Frequently Asked Questions

Prerequisites and System Requirements

What are the system requirements for running vLLM on Intel® Gaudi®?

  • Ubuntu 22.04 LTS OS.
  • Python 3.10.
  • Intel Gaudi 2 or Intel Gaudi 3 AI accelerator.
  • Intel Gaudi software version 1.24.0 and above.

What is the vLLM plugin and where can I find its GitHub repository?

Intel develops and maintains its own vLLM plugin project called vLLM Hardware Plugin for Intel® Gaudi® and located in the vLLM-gaudi repository on GitHub.

How do I verify that the Intel® Gaudi® software is installed correctly?

  1. Run hl-smi to check if Intel® Gaudi® accelerators are visible. Refer to System Verifications and Final Tests for more details.

  2. Run apt list --installed | grep habana to verify installed packages. The output should look similar to the following example:

    $ apt list --installed | grep habana
    habanalabs-container-runtime
    habanalabs-dkms
    habanalabs-firmware-tools
    habanalabs-graph
    habanalabs-qual
    habanalabs-rdma-core
    habanalabs-thunk
    habanalabs-tools
    
  3. Check the installed Python packages by running pip list | grep habana and pip list | grep neural. The output should look similar to this example:

    $ pip list | grep habana
    habana_gpu_migration              1.19.0.561
    habana-media-loader               1.19.0.561
    habana-pyhlml                     1.19.0.561
    habana-torch-dataloader           1.19.0.561
    habana-torch-plugin               1.19.0.561
    lightning-habana                  1.6.0
    Pillow-SIMD                       9.5.0.post20+habana
    $ pip list | grep neural
    neural_compressor_pt              3.2
    

How can I quickly set up the environment for vLLM using Docker?
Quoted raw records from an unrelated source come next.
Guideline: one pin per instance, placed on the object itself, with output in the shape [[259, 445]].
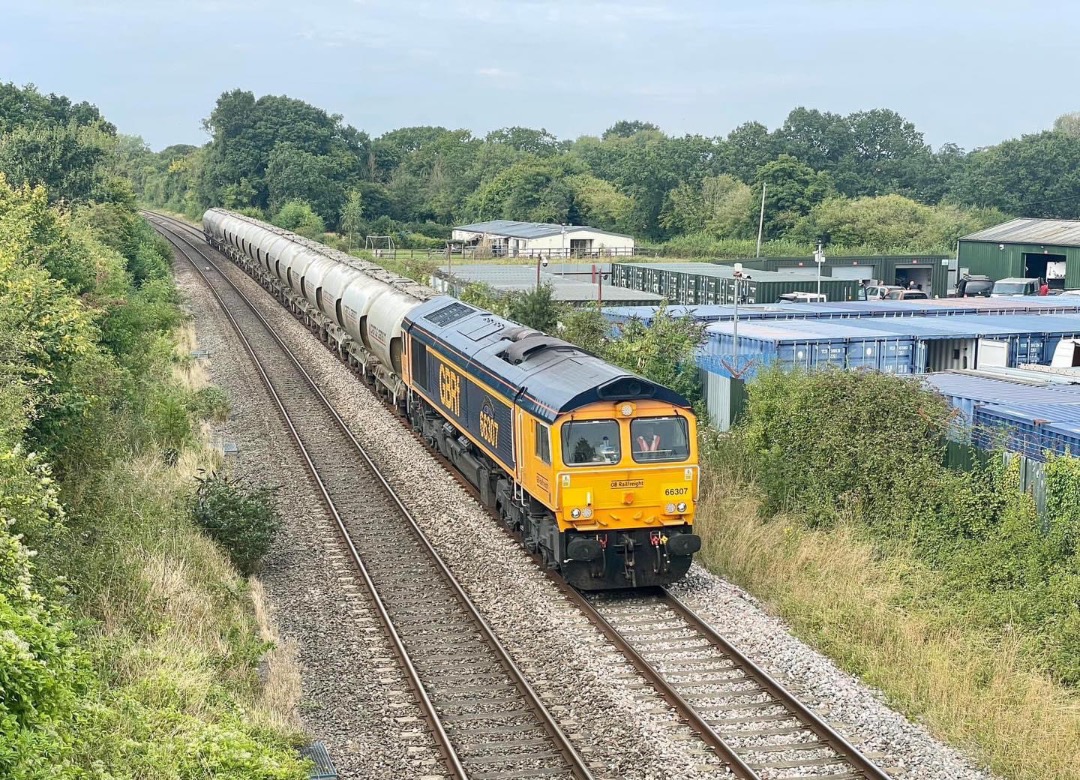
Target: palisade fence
[[522, 255]]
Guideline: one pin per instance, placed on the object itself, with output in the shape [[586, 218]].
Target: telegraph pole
[[819, 258], [760, 223]]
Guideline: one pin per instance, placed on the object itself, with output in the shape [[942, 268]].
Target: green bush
[[240, 518], [866, 451]]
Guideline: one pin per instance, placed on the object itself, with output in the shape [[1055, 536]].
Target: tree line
[[866, 179], [105, 670]]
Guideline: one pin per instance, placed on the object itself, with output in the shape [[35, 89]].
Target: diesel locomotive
[[594, 468]]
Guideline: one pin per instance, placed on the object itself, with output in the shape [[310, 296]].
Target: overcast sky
[[968, 71]]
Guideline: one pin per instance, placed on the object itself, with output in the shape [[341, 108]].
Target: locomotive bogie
[[594, 468]]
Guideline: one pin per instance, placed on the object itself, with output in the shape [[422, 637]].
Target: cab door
[[535, 458]]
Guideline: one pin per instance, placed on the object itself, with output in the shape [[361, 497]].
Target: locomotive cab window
[[543, 441], [591, 442], [659, 439]]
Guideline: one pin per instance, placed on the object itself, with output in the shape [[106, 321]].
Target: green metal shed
[[702, 283], [1035, 249], [931, 271]]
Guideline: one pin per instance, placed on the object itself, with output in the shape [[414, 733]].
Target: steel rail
[[806, 716], [685, 710], [576, 763]]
Use the Dockerfile.ubuntu.pytorch.vllm file provided in the .cd directory on GitHub to build and run a container with the latest Intel® Gaudi® software release.
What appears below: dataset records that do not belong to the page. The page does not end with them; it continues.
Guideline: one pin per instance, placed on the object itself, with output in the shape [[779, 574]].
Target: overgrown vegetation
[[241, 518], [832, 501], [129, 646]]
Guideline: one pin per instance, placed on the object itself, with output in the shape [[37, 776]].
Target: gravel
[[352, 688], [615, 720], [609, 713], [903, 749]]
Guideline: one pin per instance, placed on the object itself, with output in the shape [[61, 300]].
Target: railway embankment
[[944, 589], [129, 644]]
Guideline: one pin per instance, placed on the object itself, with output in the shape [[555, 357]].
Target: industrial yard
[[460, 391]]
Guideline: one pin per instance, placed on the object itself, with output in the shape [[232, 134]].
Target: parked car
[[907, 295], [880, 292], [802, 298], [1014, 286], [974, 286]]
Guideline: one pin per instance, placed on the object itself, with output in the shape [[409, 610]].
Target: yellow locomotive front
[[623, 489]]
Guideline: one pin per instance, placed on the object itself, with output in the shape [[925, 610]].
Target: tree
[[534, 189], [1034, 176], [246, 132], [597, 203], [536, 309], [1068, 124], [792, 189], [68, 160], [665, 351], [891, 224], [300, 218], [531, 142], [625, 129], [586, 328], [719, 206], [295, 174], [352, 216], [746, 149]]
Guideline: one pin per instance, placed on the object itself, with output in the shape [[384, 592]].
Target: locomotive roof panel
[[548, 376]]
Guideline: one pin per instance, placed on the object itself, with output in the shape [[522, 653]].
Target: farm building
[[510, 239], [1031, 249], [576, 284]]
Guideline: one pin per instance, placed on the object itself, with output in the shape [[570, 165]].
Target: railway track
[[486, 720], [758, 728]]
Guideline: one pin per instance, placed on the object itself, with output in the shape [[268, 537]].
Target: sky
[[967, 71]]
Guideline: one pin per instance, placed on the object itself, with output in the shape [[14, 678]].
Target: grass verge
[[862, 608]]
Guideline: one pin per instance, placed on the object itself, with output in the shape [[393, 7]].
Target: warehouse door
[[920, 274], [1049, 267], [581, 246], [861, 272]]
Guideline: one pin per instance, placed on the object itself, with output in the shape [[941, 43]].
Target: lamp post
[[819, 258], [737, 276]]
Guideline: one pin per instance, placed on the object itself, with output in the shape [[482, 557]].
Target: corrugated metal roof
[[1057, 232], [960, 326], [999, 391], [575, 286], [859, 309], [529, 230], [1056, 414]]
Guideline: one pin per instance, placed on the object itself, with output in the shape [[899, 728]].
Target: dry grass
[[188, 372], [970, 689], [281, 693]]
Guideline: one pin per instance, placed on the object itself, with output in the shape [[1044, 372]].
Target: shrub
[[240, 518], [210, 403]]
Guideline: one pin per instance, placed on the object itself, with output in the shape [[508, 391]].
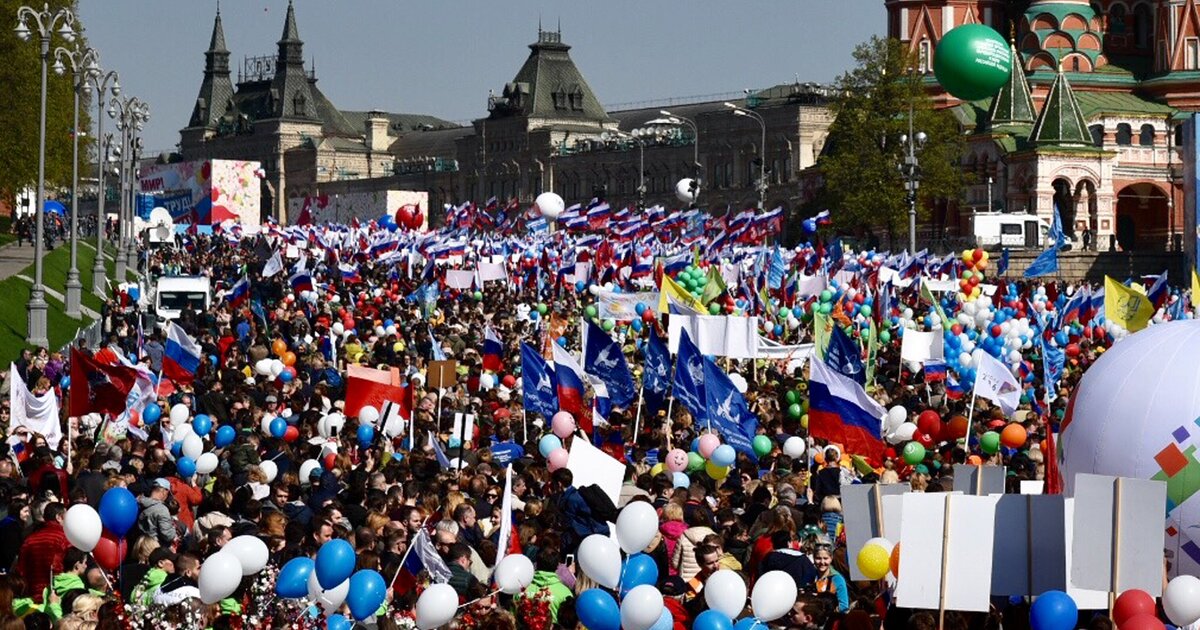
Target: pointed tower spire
[[1013, 105], [1061, 123]]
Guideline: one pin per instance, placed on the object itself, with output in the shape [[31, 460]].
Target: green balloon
[[913, 454], [972, 61]]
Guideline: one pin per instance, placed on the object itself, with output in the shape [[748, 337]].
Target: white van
[[1019, 231], [173, 294]]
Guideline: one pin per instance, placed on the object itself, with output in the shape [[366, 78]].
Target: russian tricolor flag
[[841, 411], [492, 351], [181, 357], [570, 388]]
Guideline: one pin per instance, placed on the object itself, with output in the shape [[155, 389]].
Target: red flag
[[370, 387], [97, 388]]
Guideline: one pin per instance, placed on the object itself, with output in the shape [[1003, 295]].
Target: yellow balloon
[[717, 472], [874, 562]]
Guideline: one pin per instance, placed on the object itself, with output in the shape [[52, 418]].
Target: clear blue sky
[[441, 57]]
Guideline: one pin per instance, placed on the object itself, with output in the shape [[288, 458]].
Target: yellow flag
[[1125, 306]]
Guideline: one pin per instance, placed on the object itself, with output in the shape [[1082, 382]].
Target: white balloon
[[369, 415], [795, 447], [1181, 600], [636, 526], [207, 462], [220, 576], [514, 574], [774, 594], [269, 468], [193, 447], [726, 593], [600, 559], [250, 551], [329, 599], [179, 414], [641, 607], [83, 527], [550, 205], [436, 606]]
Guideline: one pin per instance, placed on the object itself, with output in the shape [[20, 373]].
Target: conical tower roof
[[1061, 123], [1013, 105]]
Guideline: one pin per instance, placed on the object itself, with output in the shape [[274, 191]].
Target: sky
[[442, 57]]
For more details, see Quick Start Using Dockerfile.

Building and Installing vLLM

How can I install vLLM on Intel Gaudi?

There are two different installation methods:

Examples and Model Support

Which models and configurations have been validated on Intel® Gaudi® 2 and Intel® Gaudi® 3 devices?

The list of validated models is available in the Validated Models document. The list includes models such as:

  • Llama 2, Llama 3, and Llama 3.1 (7B, 8B, and 70B versions). Refer to Llama-3.1 jupyter notebook example.

  • Mistral and Mixtral models.

  • Different tensor parallelism configurations , such as single HPU, 2x, and 8x HPU.

Features Support

Which key features does vLLM support on Intel® Gaudi®?

The list of the supported features is available in the Supported Features document. It includes features such as:

  • Offline Batched Inference

  • OpenAI-Compatible Server

  • Paged KV cache optimized for Intel® Gaudi® devices

  • Speculative decoding (experimental)

  • Tensor parallel inference

  • FP8 models and KV Cache quantization and calibration with Intel® Neural Compressor (INC). For more details, see the Intel® Neural Compressor quantization and inference guide.

Performance Tuning

Which execution modes does the plugin support?

  • PyTorch Eager mode (default)

  • torch.compile (default)

  • HPU Graphs (recommended for best performance)

  • PyTorch Lazy mode

How does the bucketing mechanism work in vLLM Hardware Plugin for Intel® Gaudi®?

The bucketing mechanism optimizes performance by grouping tensor shapes. This reduces the number of required graphs and minimizes compilations during server runtime. Buckets are determined by parameters for batch size and sequence length. For more information, see Bucketing Mechanism.

What should I do if a request exceeds the maximum bucket size?

Consider increasing the upper bucket boundaries using environment variables to avoid potential latency increases due to graph compilation.